Hipokrat "Bütün hastalıklar bağırsakta başlar, bağırsak hasta ise vücudun geri kısmı da hastadır" sözleri ile bağırsak fonksiyonlarının sağlıklı yaşamdaki önemini vurgulamıştır. Yetmiş beş yıllık yaşam süresince ortalama 30 bin ton gıda, 50 bin litrelik sıvının geçtiği düşünülen sindirim sistemi milyonlarca zehrin ve tehlikenin üstesinden gelmektedir.
Sindirim sisteminin en büyük kısmını oluşturan bağırsaklar, "ikinci beynimiz" olarak da adlandırılmaktadır. Gastrointestinal sistem (GİS) doğum öncesinde steril iken doğumun başlamasıyla birlikte saatler içerisinde mikroorganizmalar ile kolonize olur. Gastrointestinal sistem kolonizasyonu, çeşitli etmenlerin dinamik bir etkileşimiyle oluşan karmaşık bir olaydır.
Sindirim sisteminde ve bağışıklık sisteminde yaşlanmaya bağlı oluşan değişiklikler, beslenme tarzının da yaşlanmayla birlikte değişmesiyle kaçınılmaz olarak bağırsak fonksiyonlarını etkiler. Beslenme şekli bağırsak mikrobiyota içeriği ve çeşitliliğine katkıda bulunan ana faktörlerden biridir. Son on yılda, probiyotik ve prebiyotiklerin bağırsak mikrobiyotasını modüle ederek, yaşlıların sağlığını olumlu yönde etkilediğini gösteren birçok çalışma yapılmıştır.
Probiyotikler üç temel kaynaktan sağlanır:
1- Fermente süt ürünleri
2- Canlı probiyotik bakteri eklenen gıdalar
3- Canlı probiyotik bakteri eklenen farmakolojik ürünler
Probiyotikler; uygun miktarlarda alındığında insan veya hayvanın sağlığını olumlu yönde etkileyen canlı mikroorganizmalardır. Doğal probiyotikler; sütte, yoğurt ve kefir gibi fermente süt ürünlerinde, turşu, bira mayası, şarap ve sirkede bol miktarda bulunur.
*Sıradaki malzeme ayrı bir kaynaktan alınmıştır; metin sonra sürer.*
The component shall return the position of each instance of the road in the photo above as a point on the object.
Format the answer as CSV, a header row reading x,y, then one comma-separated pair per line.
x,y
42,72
En çok bulunan bakteri suşları, laktobasiller ve bifidobakterlerdir. İnsan florasında bulunan probiyotik türleri kişiden kişiye değişen türde ve oranda olabilir, adeta kişinin kimlik kartı gibidirler.
Probiyotiklerin şu özellikleri taşımaları gerekir:
1- Bağırsak florasına doğal olarak adapte olabilmeli,
2- Mide ve safra asidine dirençli olmalı,
3- Gastrointestinal duvara tutunarak kolonize olabilmeli,
4- Sağlığı olumlu yönde etkilemeli.
Probiyotik kullanımının; immun fonksiyonların düzenlenmesi, sistemik enfeksiyonların ve kanserlerin önlenmesi, antibiyotik yan etkilerinin azaltılması, konstipasyonun ve inflamatuar bağırsak hastalıklarının tedavisi gibi birçok sağlık sorununda etkili olduğunu gösteren çok sayıda çalışma yapılmıştır. Bu kapsamda yaşlanmaya bağlı patofizyolojik koşullar sonucu ortaya çıkan bazı hastalıkların önlenmesinde ve/veya tedavisinde uygun şekilde probiyotik/prebiyotiklerin tüketilmesi çok önemlidir.
Beslenmenin optimize edilmesi, yaşlanma sırasında sağlığın korunabilmesi için en kolay ve ucuz yöntemlerden biridir. Yaşlılara özgü probiyotik ve/veya prebiyotik içeren fonksiyonel gıdaların geliştirilmesi, bağırsak ekosisteminin ve buna bağlı olarak da sağlığın bozulmasını önlemede yardımcı olabilir. Tüm bunlar göz önüne alındığında özellikle yaşlılarda sağlığı iyileştirmeye yönelik stratejilerin geliştirilmesinde bağırsak ekosisteminin iyileştirilmesi önemli bir hedef olmalıdır.
Kaynakça:
1- Senok AC, Ismaeel AY, Botta GA. Probiotics: facts and myths. Clin Microbiol Infect. 2005;11(12):958-66
2- Saad N, Delattre C, Urdaci M, Schmitter JM, Bressollier P. An overview of the last advances in probiotic and prebiotic field. LWT-Food Sci Technol 2013:50(1):1-16.